Prob 7 6b. As the service activities are offshored, what happens to the U.S. employment of nonproduction workers? What happens to the relative employment of nonproduction/production workers? Is this outcome also consistent with the diagram?
Prob 7 7. Read the following excerpt, and using what you have learned in this chapter, discuss how offshoring creates opportunities for the countries involved.
The quote from the 2004 Economic Report of the President at the beginning of the chapter generated a lot of controversy that year, as discussed at the beginning of section 3 here. The chairman of the Council, N. Gregory Mankiw, made the following additional comments in a speech while presenting the report: “Outsourcing is just a new way of doing international trade. More things are tradable than were tradable in the past, and that’s a good thing.”
Those statements quickly led to reactions from both Democratic and Republican members of Congress. Tom Daschle, then the Democratic Senate minority leader, said, “If this is the administration’s position, they owe an apology to every worker in America.” Dennis Hastert, then Republican Speaker of the House, said, “Outsourcing can be a problem for American workers and the American economy.” John Kerry, the 2004 Democratic presidential candidate, referred to businesses that offshored as “Benedict Arnold corporations.” In response, Mankiw clarified his earlier comments: “My lack of clarity left the wrong impression that I praised the loss of U.S. jobs.”
Although you might feel that these statements just represented a squabble between politicians trying to score points during a presidential campaign, it is still worth trying to sort out who gains and who loses from offshoring.
Prob 7 8a. Why does Mankiw say that “outsourcing is a good thing”? Who is it good for in the United States? Are there overall gains for the United States? Explain with a diagram.
Prob 7 8b. Later in this chapter, Paul Samuelson is quoted as saying that there is no “necessary surplus of winnings over losings” due to offshoring. Use Figure 7-12 to carefully explain why Samuelson says this.
In Figure 7-11, we saw that a fall in the relative price of components leads to an increase in the amount of components imported but that the amount of R&D exported from Home does not necessarily increase. To explore this further, complete the following:
Prob 7 9a. Let the relative price of components continue to fall in Figure 7-11, and show in a graph what happens to the equilibrium point on the isoquant for the final good.

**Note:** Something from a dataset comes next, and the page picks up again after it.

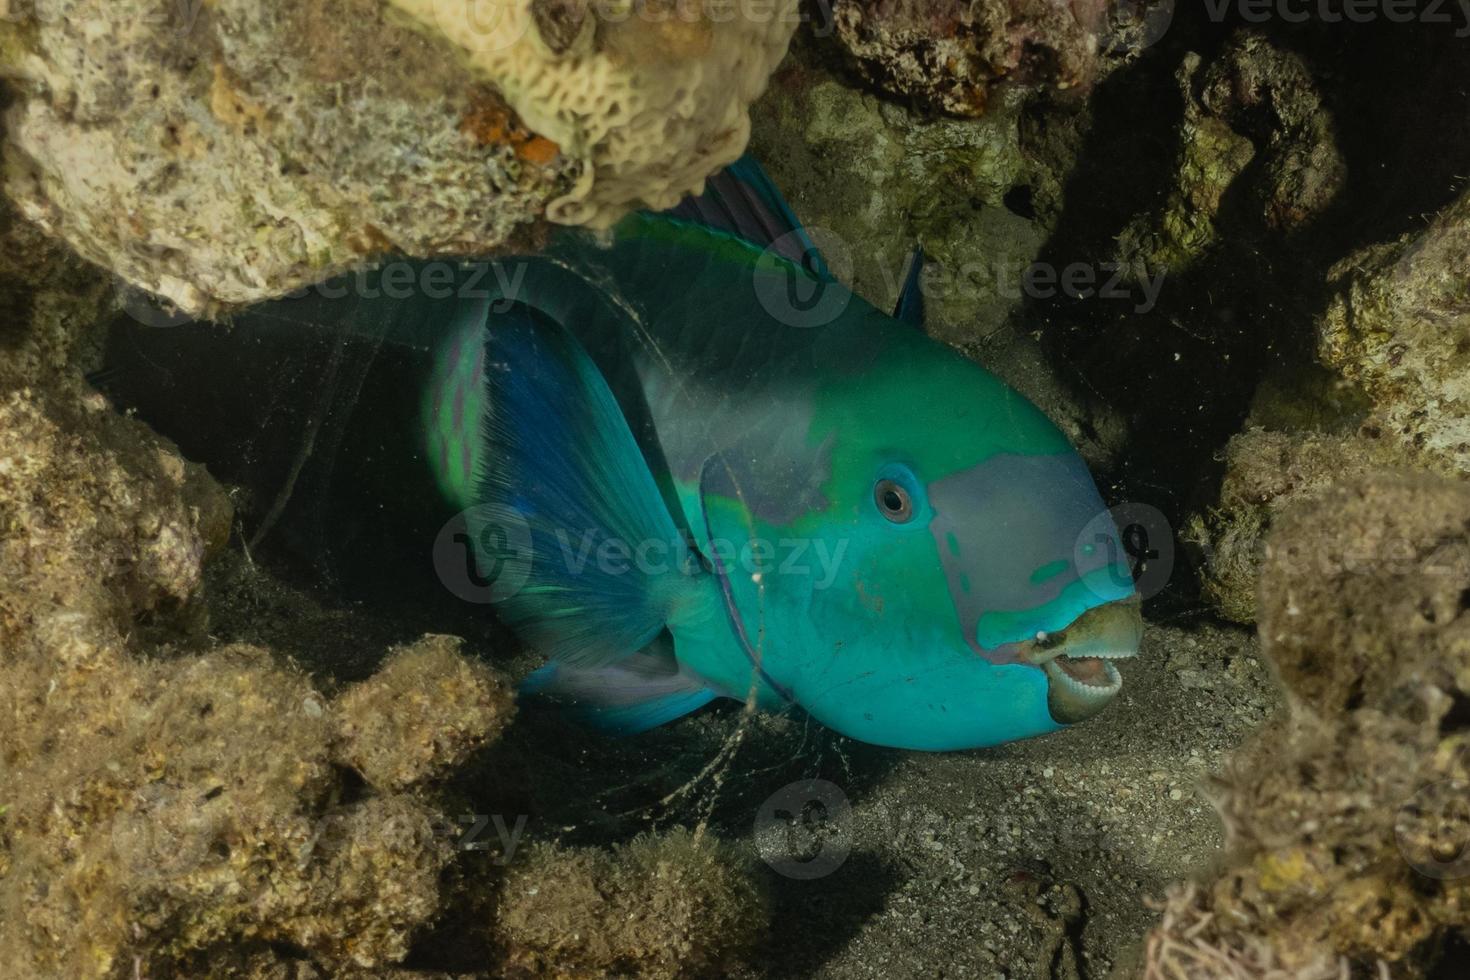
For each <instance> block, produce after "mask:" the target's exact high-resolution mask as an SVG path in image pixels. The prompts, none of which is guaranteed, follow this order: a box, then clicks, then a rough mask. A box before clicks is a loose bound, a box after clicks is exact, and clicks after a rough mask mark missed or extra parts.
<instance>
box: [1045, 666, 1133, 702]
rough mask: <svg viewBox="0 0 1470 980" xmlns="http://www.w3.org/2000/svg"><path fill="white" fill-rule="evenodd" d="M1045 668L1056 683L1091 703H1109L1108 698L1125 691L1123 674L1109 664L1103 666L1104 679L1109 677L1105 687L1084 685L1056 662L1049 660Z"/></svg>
mask: <svg viewBox="0 0 1470 980" xmlns="http://www.w3.org/2000/svg"><path fill="white" fill-rule="evenodd" d="M1044 667H1045V670H1047V677H1050V679H1051V680H1053V682H1054V683H1058V685H1061V686H1063V688H1066V689H1067V692H1069V693H1073V695H1076V696H1079V698H1085V699H1089V701H1092V699H1095V701H1107V699H1108V698H1111V696H1113V695H1116V693H1117V692H1119V691H1122V689H1123V674H1120V673H1119V671H1117V667H1114V666H1113V664H1108V663H1104V664H1103V670H1104V677H1107V683H1105V685H1089V683H1082V682H1080V680H1078V679H1076V677H1073V676H1072V674H1069V673H1067V671H1066V669H1064V667H1061V664H1057V663H1055V661H1054V660H1048V661H1047V663H1045V664H1044Z"/></svg>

Prob 7 9b. Now draw another graph that has the relative price of components on the vertical axis and the imports of components on the horizontal axis. Start at the no-trade relative price of components, where imports are zero. Then label the various world relative prices of components on the vertical axis, and graph the quantity of imports at each price. Can we be sure that the import demand curve slopes downward?
Prob 7 9c. Now draw a new graph that has the relative price of R&D on the vertical axis and the exports of R&D on the horizontal axis. Start at the no-trade relative price of R&D, where exports are zero. Then label the various world relative prices of R&D on the vertical axis, and graph the quantity of exports at each price. When the relative price of R&D is high enough, what do you notice about the export supply curve?

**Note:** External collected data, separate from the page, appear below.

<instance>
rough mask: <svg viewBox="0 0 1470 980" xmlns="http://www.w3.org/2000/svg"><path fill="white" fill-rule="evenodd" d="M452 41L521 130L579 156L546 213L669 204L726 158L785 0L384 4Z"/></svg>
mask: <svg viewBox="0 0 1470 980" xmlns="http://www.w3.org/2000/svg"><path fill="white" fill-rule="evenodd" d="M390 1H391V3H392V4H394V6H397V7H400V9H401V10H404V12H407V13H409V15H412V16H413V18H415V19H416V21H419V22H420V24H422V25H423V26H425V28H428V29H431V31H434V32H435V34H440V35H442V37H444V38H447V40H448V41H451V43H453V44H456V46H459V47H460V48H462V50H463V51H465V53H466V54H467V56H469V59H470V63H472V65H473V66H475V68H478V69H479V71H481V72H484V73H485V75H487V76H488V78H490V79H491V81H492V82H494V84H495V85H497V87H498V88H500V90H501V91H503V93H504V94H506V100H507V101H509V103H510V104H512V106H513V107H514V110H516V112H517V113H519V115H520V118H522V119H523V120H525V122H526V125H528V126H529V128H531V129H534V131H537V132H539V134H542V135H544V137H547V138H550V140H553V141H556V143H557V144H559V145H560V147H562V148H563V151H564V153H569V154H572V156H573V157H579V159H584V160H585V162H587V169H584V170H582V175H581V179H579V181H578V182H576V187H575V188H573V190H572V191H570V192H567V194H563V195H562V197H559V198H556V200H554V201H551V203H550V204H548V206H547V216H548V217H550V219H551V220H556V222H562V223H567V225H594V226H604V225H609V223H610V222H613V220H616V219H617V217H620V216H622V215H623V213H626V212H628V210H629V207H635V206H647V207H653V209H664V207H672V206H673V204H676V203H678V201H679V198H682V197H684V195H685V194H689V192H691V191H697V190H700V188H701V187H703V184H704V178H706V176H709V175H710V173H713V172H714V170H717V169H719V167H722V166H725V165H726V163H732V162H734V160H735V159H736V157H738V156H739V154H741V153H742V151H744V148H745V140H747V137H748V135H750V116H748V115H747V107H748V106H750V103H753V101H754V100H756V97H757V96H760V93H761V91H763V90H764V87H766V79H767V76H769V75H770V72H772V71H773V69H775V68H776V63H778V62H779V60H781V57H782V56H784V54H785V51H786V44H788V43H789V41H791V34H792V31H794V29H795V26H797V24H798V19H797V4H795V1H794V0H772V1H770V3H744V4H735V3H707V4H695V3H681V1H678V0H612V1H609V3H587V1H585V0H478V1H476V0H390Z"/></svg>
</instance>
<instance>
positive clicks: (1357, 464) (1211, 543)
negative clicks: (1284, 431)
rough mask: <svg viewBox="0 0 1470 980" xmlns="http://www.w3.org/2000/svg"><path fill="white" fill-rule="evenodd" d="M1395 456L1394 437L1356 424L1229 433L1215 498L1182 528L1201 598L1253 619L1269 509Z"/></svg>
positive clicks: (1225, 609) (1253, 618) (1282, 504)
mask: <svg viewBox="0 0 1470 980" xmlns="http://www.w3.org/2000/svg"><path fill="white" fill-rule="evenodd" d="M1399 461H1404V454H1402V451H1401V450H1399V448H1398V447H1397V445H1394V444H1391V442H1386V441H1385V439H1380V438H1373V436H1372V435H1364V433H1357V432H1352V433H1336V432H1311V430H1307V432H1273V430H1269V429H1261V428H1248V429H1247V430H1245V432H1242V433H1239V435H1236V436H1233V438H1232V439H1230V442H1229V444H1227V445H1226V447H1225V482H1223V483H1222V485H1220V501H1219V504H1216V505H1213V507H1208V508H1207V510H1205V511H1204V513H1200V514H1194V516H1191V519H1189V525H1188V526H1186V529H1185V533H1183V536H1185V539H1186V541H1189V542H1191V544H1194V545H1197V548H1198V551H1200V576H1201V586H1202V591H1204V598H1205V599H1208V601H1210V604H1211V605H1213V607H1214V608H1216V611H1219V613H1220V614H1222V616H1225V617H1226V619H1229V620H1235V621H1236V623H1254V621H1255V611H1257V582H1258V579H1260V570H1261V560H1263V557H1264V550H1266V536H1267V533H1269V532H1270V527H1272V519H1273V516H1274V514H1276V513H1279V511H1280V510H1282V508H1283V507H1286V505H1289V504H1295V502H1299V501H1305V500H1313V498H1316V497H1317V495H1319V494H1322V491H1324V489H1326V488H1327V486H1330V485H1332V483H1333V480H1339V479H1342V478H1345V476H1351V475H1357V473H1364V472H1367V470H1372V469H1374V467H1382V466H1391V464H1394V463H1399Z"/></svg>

Prob 7 10. Why might it be relatively easier for a developing country like India to export service activities through offshoring than to participate in the global economy by producing manufacturing components?
Prob 7 11. It is widely noted that even though China is the favored destination for manufacturing offshoring, it is far behind India in the business of offshored services. What differences between these two countries might account for this observation?